Arrest van het Hof (Negende kamer) van 28 januari 2016.#Éditions Odile Jacob SAS tegen Europese Commissie.#Hogere voorziening – Concentratie van ondernemingen op de markt voor de uitgifte van boeken – Besluit vastgesteld na de nietigverklaring van een beslissing tot aanvaarding van de verwerver van bepaalde activa wegens niet-onafhankelijkheid van een gevolmachtigde – Artikel 266 VWEU – Uitvoering van een nietigverklaringsarrest – Voorwerp van het geding – Wettelijke grondslag van het bestreden besluit – Terugwerkende kracht van het besluit – Onafhankelijkheid van de verwerver van de verkochte activa ten aanzien van de verkoper.#Zaak C-514/14 P.
Arrest van het Hof (Negende kamer) van 28 januari 2016.#Éditions Odile Jacob SAS tegen Europese Commissie.#Hogere voorziening – Concentratie van ondernemingen op de markt voor de uitgifte van boeken – Besluit vastgesteld na de nietigverklaring van een beslissing tot aanvaarding van de verwerver van bepaalde activa wegens niet-onafhankelijkheid van een gevolmachtigde – Artikel 266 VWEU – Uitvoering van een nietigverklaringsarrest – Voorwerp van het geding – Wettelijke grondslag van het bestreden besluit – Terugwerkende kracht van het besluit – Onafhankelijkheid van de verwerver van de verkochte activa ten aanzien van de verkoper.#Zaak C-514/14 P.
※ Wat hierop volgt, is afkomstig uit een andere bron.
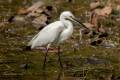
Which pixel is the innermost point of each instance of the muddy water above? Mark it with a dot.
(16, 63)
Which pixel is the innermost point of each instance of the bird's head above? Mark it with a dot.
(67, 15)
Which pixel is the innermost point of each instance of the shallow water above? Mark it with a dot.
(16, 63)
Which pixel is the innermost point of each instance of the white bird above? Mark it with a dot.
(55, 33)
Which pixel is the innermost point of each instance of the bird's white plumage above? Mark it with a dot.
(55, 32)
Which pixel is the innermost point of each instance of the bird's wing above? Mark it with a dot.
(47, 35)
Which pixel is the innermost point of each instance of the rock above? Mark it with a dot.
(89, 25)
(94, 4)
(109, 44)
(40, 21)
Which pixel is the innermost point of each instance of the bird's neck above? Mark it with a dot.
(67, 23)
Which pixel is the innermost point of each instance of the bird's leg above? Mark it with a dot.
(59, 58)
(46, 54)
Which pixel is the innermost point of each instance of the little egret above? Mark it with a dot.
(55, 33)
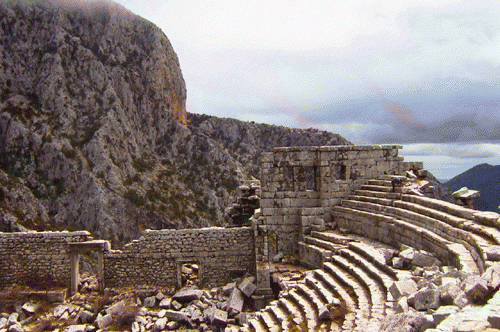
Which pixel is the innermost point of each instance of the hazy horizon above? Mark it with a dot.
(420, 74)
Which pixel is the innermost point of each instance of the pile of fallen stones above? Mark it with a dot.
(140, 310)
(247, 201)
(432, 292)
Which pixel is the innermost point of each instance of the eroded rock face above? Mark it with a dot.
(93, 128)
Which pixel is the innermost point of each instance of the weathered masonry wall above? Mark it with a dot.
(157, 258)
(29, 258)
(299, 185)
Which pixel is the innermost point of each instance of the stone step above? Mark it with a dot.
(352, 285)
(440, 228)
(372, 255)
(376, 188)
(380, 194)
(291, 310)
(323, 293)
(489, 233)
(378, 182)
(436, 226)
(256, 325)
(349, 299)
(440, 205)
(327, 245)
(383, 279)
(332, 237)
(377, 293)
(280, 315)
(310, 295)
(268, 321)
(313, 256)
(306, 309)
(391, 230)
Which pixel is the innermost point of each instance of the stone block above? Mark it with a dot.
(177, 316)
(236, 302)
(187, 295)
(425, 299)
(160, 324)
(166, 303)
(403, 288)
(219, 317)
(475, 288)
(150, 302)
(247, 287)
(103, 321)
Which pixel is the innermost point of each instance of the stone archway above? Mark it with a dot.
(78, 248)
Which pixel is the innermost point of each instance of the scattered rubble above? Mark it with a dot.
(138, 310)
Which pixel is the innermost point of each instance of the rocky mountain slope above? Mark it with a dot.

Arrest van het Hof (Negende kamer) van 28 januari 2016 –
Éditions Odile Jacob/Commissie
(Zaak C‑514/14 P) (1)
„Hogere voorziening — Concentratie van ondernemingen op de markt voor de uitgifte van boeken — Besluit vastgesteld na de nietigverklaring van een beslissing tot aanvaarding van de verwerver van bepaalde activa wegens niet-onafhankelijkheid van een gevolmachtigde — Artikel 266 VWEU — Uitvoering van een nietigverklaringsarrest — Voorwerp van het geding — Wettelijke grondslag van het bestreden besluit — Terugwerkende kracht van het besluit — Onafhankelijkheid van de verwerver van de verkochte activa ten aanzien van de verkoper”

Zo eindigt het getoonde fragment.